Adore Me, a lingerie company, uses A/B testing to determine
which photos generate the most clicks and the most buys. For reach product, Adore Me photographs
multiple versions of models to run on the websites. Each characteristic is photographed – from different models, poses, angles, colors,
hand positions – and the photos are tested on the website to see which one
sells better.
“We see the impact of each picture in some sort of parallel
process,” Adore Me Founder and CEO and
Harvard Business School grad Morgan Hermand-Waiche comments. For every thousand people who visit the
website, 500 will be shown Picture A and 500 will be shown Picture B, and
whichever group buys the most will conclude which picture was more successful. This exercise, known as A/B testing, is used
throughout the technology space. Netflix
A/B tests its queue design to maximize binge-watching; Google A/B tests the
color of its links to maximize clicks; the Obama campaign A/B tests its website
to maximize campaign donations. Although
these websites use big data to optimize human behavior and maximize conversion,
Adore Me uses beautiful human beings to generate sales on its website.
Adore Me is not the only online clothing retailer that uses
A/B testing to optimize product display. “I would say a large majority of
online retailers are doing some level of A/B testing for campaign optimization,”

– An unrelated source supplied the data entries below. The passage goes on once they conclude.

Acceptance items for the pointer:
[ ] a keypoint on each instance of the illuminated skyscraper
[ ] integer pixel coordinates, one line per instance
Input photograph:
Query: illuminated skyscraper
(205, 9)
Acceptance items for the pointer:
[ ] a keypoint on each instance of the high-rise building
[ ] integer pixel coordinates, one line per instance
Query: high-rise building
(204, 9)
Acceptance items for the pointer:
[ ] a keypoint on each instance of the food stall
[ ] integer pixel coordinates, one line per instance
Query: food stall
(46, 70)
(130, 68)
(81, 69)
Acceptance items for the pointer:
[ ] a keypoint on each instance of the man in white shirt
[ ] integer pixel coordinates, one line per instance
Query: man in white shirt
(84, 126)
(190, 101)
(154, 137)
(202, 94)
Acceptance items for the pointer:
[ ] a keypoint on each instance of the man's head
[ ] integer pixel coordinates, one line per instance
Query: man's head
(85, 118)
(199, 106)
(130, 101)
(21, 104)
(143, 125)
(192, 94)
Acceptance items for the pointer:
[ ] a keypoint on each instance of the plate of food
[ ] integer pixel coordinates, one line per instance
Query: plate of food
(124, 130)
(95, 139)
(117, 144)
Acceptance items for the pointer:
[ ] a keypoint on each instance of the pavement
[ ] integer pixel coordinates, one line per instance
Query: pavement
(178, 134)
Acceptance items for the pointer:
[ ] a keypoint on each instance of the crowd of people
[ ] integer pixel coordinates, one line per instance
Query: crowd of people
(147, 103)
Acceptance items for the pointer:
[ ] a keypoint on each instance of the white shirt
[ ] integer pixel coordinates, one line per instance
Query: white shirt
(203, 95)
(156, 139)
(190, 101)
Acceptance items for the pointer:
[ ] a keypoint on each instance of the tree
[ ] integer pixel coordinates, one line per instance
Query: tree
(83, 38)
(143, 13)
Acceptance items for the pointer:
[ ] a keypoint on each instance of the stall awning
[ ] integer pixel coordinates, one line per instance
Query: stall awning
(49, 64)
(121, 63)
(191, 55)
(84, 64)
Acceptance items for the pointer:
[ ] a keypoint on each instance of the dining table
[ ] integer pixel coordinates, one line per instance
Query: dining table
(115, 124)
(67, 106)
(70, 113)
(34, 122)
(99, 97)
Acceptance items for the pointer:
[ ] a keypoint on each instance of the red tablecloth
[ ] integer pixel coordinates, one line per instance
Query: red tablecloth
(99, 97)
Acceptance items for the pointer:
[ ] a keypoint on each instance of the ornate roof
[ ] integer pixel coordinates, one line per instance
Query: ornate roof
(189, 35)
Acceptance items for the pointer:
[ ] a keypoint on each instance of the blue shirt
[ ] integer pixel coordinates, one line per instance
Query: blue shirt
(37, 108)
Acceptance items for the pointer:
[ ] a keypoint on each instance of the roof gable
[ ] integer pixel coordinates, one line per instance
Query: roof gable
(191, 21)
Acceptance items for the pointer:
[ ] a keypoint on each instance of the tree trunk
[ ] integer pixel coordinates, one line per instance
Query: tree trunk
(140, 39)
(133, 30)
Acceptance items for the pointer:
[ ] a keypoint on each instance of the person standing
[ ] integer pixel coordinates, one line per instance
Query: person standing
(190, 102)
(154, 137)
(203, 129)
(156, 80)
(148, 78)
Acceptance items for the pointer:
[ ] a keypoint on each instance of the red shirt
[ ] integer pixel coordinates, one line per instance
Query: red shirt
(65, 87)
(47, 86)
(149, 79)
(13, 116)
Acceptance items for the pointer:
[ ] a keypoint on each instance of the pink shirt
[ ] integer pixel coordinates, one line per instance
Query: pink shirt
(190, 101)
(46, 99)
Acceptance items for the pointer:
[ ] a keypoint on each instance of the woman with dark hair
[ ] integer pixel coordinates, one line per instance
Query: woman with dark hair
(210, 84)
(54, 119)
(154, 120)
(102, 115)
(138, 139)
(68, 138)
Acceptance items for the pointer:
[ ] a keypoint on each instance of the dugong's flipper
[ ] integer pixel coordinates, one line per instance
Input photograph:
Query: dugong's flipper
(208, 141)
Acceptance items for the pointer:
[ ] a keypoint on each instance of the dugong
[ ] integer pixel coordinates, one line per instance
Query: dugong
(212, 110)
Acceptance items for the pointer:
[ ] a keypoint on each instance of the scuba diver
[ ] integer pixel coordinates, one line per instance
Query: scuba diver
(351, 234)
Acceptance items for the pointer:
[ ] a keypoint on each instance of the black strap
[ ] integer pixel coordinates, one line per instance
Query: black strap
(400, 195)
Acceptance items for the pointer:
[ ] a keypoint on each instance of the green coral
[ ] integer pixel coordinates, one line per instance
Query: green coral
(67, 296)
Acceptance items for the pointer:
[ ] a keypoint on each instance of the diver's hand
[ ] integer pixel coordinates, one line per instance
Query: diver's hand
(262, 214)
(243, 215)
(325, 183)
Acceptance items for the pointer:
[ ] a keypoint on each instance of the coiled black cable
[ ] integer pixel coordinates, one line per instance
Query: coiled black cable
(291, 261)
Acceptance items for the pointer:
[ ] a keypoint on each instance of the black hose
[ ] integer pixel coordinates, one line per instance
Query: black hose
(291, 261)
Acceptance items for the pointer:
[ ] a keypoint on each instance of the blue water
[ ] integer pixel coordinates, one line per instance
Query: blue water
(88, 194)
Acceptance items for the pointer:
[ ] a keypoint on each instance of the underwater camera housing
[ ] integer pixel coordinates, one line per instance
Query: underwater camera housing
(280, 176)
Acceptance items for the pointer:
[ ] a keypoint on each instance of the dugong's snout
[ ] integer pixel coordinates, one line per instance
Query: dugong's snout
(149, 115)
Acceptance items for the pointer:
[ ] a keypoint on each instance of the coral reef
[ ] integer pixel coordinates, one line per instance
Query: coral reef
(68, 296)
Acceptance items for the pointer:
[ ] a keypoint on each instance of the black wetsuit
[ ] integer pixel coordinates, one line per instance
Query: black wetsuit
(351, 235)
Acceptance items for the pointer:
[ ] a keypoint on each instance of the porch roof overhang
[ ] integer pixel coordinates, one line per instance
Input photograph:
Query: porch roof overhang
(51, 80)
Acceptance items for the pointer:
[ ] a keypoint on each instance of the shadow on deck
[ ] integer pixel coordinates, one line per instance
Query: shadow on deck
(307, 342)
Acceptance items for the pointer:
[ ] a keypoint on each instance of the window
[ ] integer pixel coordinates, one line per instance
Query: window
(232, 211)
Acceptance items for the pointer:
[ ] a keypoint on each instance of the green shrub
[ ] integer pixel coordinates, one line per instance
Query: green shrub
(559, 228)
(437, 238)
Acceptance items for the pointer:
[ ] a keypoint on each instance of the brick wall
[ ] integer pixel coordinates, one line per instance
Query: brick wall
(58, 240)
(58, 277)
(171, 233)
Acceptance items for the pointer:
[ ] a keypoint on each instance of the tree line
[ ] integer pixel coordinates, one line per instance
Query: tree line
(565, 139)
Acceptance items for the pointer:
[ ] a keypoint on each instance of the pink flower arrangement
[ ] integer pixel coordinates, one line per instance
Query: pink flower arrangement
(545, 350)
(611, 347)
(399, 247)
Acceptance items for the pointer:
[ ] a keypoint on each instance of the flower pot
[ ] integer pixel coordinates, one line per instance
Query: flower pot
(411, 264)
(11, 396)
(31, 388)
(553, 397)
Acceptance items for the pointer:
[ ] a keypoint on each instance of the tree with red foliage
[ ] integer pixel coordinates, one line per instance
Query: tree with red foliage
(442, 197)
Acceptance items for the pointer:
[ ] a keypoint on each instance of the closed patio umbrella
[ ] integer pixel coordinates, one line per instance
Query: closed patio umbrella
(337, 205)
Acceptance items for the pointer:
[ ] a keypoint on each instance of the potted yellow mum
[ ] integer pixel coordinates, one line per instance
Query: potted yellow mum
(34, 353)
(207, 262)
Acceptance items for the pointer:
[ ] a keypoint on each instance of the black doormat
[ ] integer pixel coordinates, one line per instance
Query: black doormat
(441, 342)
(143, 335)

says Matt Helmke, the PR rep for Monetate, which provides “multichannel
personalization” through A/B testing for over 300 top retail brands. If the website determines that you are female, it will provide a different e-commerce experience by showing you a picture of the product on real women, because "that's what women like".
It is interesting to see how A/B testing has evolved from
the simple subject-line, timing of day, content e-mail and website layout testing to more personalized shopping experience on the website. In the old glorious advertising days, print ads were tested to see which ad would resonate better with the consumer. Now, photography testing is done online in real-time to see which photo sells most.